“That Was Really Peaceful”

“That was really peaceful”

I got up Friday morning and prepared to do what I hadn’t done in months: work outside with teens. I had the usual nervous thoughts: “Do I have everything in my daypack? Do I have a good backup plan in case it’s needed? Have I given myself enough time this morning?” plus a few newer ones “Do I still remember how to talk to people in person? Will it be hard for everyone to keep masks on? Will the size of this group be challenging?” Knowing that I had done everything I needed to and that I was prepared as I could be, I headed over to Technology Leadership High School with Matt to facilitate a day of outdoor teambuilding, working on communication skills, and connecting with nature.

We arrived at the school and met our small group of 4 students plus one recent graduate who was assigned to be our helper. After the typical few minutes of awkwardness, we were all cracking jokes–clearly happy to be in the presence of others. The students aren’t allowed in the school building yet, so this was the first time they had seen in each in person in months.

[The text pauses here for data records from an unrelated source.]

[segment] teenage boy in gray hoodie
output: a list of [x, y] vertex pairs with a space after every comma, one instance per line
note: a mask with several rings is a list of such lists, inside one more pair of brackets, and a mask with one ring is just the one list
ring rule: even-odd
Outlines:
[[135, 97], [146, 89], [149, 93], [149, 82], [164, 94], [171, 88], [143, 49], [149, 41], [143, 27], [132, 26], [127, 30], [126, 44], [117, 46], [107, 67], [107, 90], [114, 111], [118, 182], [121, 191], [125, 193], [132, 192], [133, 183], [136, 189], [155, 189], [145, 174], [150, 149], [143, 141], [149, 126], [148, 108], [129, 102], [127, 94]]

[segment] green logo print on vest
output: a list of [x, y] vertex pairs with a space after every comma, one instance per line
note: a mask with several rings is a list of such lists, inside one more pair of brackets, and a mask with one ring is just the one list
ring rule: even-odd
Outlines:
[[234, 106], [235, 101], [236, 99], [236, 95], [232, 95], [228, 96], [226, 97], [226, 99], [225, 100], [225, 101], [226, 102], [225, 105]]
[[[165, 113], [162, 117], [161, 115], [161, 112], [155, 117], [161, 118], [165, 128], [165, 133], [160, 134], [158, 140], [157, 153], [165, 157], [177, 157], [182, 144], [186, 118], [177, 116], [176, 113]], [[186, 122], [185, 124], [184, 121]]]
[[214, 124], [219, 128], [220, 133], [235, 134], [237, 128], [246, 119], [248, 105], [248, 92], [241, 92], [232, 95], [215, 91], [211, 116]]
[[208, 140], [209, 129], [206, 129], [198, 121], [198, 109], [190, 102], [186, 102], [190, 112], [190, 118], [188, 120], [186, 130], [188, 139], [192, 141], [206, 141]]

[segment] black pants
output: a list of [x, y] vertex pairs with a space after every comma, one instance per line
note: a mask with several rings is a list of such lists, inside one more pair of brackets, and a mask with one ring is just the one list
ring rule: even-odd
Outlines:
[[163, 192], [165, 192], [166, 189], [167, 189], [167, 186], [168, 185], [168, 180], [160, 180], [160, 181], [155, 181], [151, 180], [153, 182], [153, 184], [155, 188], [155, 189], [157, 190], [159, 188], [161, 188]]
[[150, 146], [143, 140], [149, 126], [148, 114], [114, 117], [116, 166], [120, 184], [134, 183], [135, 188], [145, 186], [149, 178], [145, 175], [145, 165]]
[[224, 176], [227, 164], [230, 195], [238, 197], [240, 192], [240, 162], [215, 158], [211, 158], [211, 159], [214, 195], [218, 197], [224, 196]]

Although the Science and Technology Park area is indeed an apt location for a technology focused school, the outdoor space at the school has far more asphalt than nature spaces, so we head to the nearby park.

We then spend the entire morning outside and in community with each other. We play games, guide each other through an obstacle course while blindfolded, spend time nature journaling, snack (of course), and practice mindfulness.  Before walking back to the school, we talk about what we enjoyed about the day, what was challenging, and what our take aways were. We talked a lot about communication, working through challenging situations, how nice it was to be with each other and outside. Then one student says, “You know, I’m going to do this at home. Just sitting, looking at that tree, and trying to draw it. That was really peaceful.”

That, of course, is the dream. That students you’re working with enjoyed themselves enough to pursue the same activity on their own, that even in a decidedly urban area we were able to find connection with nature, and that the community created allows for a student to express something like that. As we walk back to their school, I can’t stop smiling.

We’ll continue working with Technology Leadership High School students over the next few months in small groups at the park as well as after school hikes and I can’t wait to have a chance to spend more time with these students and dive deeper into nature with them.